Smartphones have been a double-edged sword for journalism. On the one hand, many stories would never have been reported without bystanders on the scene using their phones to snap pictures and videos. Of course, journalists rely on their phones to keep in touch with colleagues, sources, and many others.
However, repressive state authorities and tycoons occasionally target the phones of journalists whose reporting they don’t like. In this way, smartphones also pose new risks for journalists unless they use only the most secure platforms.
If you’re a journalist covering war, business, or any number of other beats, you need a phone that takes security seriously in the following ways.
Proprietary Server Storage
Hackers know better than anyone that end-to-end encryption is virtually impossible to crack. That’s why they probe for softer entry points to data they try to steal. One of the common vulnerabilities they find is weak server storage.

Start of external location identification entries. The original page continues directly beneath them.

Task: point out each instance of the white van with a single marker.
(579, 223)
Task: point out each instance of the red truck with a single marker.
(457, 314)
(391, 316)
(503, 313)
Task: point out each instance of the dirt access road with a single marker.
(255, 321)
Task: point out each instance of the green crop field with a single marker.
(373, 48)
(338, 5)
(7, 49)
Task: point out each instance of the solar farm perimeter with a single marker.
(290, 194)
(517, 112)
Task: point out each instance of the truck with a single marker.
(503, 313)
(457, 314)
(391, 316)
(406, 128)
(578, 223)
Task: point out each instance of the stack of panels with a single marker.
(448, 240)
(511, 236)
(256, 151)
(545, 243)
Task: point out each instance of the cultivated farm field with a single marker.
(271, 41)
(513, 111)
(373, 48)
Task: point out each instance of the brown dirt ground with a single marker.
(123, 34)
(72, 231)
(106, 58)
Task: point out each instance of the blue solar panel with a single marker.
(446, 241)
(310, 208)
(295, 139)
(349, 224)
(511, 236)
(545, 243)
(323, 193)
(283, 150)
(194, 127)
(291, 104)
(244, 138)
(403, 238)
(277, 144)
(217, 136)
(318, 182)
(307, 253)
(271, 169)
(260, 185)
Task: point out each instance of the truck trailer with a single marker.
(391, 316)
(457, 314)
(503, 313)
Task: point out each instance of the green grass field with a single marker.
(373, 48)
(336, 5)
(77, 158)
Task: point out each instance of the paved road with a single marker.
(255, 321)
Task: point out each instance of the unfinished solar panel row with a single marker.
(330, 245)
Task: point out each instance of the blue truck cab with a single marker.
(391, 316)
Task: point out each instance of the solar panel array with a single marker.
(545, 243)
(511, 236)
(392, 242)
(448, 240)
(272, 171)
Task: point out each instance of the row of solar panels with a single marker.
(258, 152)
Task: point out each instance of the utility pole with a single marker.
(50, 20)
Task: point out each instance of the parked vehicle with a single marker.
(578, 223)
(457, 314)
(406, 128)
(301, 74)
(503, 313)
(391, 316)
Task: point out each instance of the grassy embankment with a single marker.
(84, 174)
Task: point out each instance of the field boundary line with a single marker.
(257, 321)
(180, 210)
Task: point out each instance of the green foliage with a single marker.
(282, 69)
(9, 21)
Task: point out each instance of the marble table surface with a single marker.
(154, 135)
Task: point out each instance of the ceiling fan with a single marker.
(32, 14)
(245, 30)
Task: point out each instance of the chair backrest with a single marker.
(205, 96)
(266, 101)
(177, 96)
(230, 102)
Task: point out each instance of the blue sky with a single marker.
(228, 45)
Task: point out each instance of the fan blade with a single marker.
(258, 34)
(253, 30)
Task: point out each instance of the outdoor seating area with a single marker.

Your data can get violated if you make encrypted phone calls on a platform with weak server storage. Look for a platform with a proprietary approach to storing data. If it acts as a relay for encrypted communications rather than storing your data in an unencrypted format, that’s a great sign!
The best platforms only store minimal data on the server, like a username, expiration date, and activation date. A data breach can’t happen if there’s no private data to steal.
Military-Grade Encryption
The “end-to-end encryption” promoted by free apps only protect you when your communications are in transit. But if these messages are stored on a server, unencrypted, that’s a vulnerability.
Make sure your communications are protected with military-grade encryption. Along the same lines, journalists also need a phone featuring an encrypted camera. Not only do the photos themselves require protection, but each picture stores sensitive metadata, such as GPS location.
Third-Party Apps, Keep Out!
You wouldn’t know from the popularity of smartphone apps that they pose major privacy risks, but they do! Few readers actually process all the permissions they’re granting before downloading the app to their phone, and once it’s on their phone, there’s no going back.
Users can’t tell how the app developers are sharing, storing, or selling their data. Will they sell data you don’t realize they possess to a marketing company or store it in a way that leaves it vulnerable to hackers?
Journalists can’t afford to take these risks. The safest thing is to use a hardened phone platform that excludes third-party apps by design.
Secondary Security Features Galore
The world’s best encryption can’t save your personal data if a thief holds the device in their hands. That’s why journalists need a suite of complementary security features, such as remote wipes, self-destructing messages, and even a tamper-proof feature.
If a journalist is forced under duress to show their phone to repressive authorities, they can enter a password that will immediately wipe the device.
Phones are essential tools for journalists, just like they are for everyone else. Getting tools that keep you connected securely will help protect your sources, colleagues, and yourself.